Kami terdiam beberapa saat. Aku mulai merasa canggung saat ini. Kenapa dia tiba-tiba jadi pendiam? Ini sangat berbeda dengan dia.

"Haruskah aku mengantarmu pulang?" Aku menatapnya dan ternyata dia juga menatapku. Dia menghindari mataku dan terus berbicara. "Oh, uh... Maksudku... Yah, aku tidak punya mobil seperti alphamu, tapi... Aku membawa sepeda motorku. Tapi uh... kalau kau mau kita naik taksi saja sebagai gantinya. Aku yang akan membayarnya jadi jangan khawatir,” katanya sambil tetap menghindari mataku karena seluruh wajahnya mulai memerah.

"Oh, aku ada rencana hari ini jadi aku tidak akan langsung pulang," kataku sambil berusaha tidak memperhatikan wajahnya yang merah padam. "B-Begitukah? Kalau begitu, haruskah aku mengantarmu ke sana?" Dia berkata sambil menundukkan kepalanya sedikit.

Kenapa dia tiba-tiba menjadi seperti ini? Yah, ini tidak terlalu mendadak karena dia sudah seperti ini sejak pertama kali kita bertemu, tapi ini aneh karena kupikir aku sudah cukup menunjukkan padanya betapa aku membencinya. Tapi aku tidak terlalu membencinya. Aku hanya... benci cara dia memperlakukanku saat itu.

"Tidak apa-apa. Jika kau mengkhawatirkan keselamatanku, kau tidak perlu melakukannya. Aku bisa mengatasinya sendiri," kataku dan tersenyum untuk meyakinkannya meskipun aku bahkan tidak yakin apakah aku benar-benar bisa menjaga diriku tetap aman.

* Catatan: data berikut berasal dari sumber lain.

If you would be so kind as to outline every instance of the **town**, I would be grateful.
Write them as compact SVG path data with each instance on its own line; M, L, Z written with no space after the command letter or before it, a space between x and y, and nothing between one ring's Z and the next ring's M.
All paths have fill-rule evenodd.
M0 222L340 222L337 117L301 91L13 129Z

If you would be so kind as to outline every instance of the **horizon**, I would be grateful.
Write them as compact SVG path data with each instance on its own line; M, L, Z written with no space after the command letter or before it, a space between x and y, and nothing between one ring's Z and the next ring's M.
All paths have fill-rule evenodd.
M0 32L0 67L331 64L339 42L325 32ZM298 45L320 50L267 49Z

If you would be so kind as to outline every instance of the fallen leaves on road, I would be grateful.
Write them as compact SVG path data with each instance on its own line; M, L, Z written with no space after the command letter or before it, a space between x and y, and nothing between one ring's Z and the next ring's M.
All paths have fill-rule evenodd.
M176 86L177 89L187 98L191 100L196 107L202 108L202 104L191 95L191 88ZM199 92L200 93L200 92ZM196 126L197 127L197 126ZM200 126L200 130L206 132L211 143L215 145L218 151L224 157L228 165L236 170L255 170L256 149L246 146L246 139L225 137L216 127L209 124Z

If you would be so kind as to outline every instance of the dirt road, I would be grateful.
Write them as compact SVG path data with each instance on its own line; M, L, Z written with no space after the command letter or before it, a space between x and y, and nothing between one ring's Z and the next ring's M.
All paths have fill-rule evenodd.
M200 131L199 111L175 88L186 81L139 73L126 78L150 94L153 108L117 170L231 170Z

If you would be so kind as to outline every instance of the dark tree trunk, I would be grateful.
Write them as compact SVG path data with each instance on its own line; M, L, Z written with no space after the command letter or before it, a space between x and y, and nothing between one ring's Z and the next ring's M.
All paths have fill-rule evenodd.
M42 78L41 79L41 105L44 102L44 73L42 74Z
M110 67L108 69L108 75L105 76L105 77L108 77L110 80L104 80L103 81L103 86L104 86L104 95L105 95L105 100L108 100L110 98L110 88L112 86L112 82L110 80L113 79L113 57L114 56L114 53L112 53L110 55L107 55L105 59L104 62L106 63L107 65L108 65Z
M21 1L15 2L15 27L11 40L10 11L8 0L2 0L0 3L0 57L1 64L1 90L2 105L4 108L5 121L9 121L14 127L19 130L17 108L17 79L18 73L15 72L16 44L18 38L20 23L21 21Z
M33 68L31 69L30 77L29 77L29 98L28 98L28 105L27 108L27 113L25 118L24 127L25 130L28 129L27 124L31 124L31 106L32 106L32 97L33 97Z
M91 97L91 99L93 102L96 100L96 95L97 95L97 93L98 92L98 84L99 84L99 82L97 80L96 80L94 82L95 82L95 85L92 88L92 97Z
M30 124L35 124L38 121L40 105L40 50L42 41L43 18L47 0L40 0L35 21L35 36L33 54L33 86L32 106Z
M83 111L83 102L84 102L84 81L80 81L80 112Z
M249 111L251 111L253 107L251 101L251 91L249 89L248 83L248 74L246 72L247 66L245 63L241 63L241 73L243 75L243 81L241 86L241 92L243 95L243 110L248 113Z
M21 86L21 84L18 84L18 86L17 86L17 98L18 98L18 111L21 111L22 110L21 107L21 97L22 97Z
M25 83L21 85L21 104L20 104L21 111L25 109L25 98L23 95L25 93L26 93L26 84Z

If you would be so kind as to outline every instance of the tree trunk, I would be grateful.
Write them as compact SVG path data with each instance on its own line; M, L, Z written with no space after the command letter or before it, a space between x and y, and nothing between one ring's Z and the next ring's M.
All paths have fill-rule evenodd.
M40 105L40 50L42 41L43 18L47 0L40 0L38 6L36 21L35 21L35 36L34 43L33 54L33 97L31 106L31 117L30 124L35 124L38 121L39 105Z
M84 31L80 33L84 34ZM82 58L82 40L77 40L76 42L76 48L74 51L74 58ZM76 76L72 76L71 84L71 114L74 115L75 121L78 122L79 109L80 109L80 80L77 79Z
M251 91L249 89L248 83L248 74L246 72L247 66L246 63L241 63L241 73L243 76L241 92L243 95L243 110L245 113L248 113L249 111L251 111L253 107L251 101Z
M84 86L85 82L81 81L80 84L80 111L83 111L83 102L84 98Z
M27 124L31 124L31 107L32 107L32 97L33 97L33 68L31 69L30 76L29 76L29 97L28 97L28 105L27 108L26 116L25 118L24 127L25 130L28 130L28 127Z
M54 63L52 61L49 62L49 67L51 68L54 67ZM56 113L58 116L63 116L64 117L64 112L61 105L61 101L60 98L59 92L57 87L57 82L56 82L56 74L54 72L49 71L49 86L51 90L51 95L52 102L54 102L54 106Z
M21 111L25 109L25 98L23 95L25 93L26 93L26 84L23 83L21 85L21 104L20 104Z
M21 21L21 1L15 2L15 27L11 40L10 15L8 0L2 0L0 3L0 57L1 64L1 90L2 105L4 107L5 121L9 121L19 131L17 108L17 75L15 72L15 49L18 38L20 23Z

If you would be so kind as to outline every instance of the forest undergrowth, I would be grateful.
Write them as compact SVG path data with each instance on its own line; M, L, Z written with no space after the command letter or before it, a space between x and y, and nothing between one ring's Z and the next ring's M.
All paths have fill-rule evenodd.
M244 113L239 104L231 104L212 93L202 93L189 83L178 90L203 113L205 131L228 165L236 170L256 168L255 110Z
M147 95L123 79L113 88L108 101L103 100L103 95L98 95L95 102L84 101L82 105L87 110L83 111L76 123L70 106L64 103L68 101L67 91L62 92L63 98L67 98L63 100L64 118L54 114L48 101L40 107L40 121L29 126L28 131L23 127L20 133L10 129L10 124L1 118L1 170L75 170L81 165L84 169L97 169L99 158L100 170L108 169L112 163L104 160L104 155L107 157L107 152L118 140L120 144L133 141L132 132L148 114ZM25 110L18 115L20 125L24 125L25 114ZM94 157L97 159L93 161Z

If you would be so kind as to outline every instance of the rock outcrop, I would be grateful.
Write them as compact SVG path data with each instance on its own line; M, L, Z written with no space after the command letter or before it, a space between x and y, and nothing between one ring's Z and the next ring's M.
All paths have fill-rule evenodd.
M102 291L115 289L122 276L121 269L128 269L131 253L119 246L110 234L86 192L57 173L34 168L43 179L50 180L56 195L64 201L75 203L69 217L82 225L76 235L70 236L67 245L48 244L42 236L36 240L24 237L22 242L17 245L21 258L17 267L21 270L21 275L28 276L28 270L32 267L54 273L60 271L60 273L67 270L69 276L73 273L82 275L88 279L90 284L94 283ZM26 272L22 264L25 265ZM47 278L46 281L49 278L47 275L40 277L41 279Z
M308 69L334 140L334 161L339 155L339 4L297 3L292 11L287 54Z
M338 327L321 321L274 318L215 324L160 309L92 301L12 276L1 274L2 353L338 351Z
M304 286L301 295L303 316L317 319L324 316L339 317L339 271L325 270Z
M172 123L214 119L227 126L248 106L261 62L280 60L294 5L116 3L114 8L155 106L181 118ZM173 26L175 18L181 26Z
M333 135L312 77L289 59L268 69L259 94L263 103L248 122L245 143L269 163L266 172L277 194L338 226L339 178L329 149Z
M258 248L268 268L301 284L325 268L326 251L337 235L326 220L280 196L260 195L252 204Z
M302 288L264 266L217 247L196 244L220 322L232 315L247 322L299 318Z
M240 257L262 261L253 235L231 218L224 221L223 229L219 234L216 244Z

Dia menghela napas dan berkata, "Baiklah. Biarkan aku melihatmu naik bus." Aku setuju dan kami berdua menuju ke halte bus. Situasi ini cukup familiar. Deja vu? Inilah yang terjadi sebelum ada orang yang membobol unit tersebut.

Haa... terserah. Aku tidak peduli lagi.. Aku hanya ingin cepat sampai ke kantor polisi.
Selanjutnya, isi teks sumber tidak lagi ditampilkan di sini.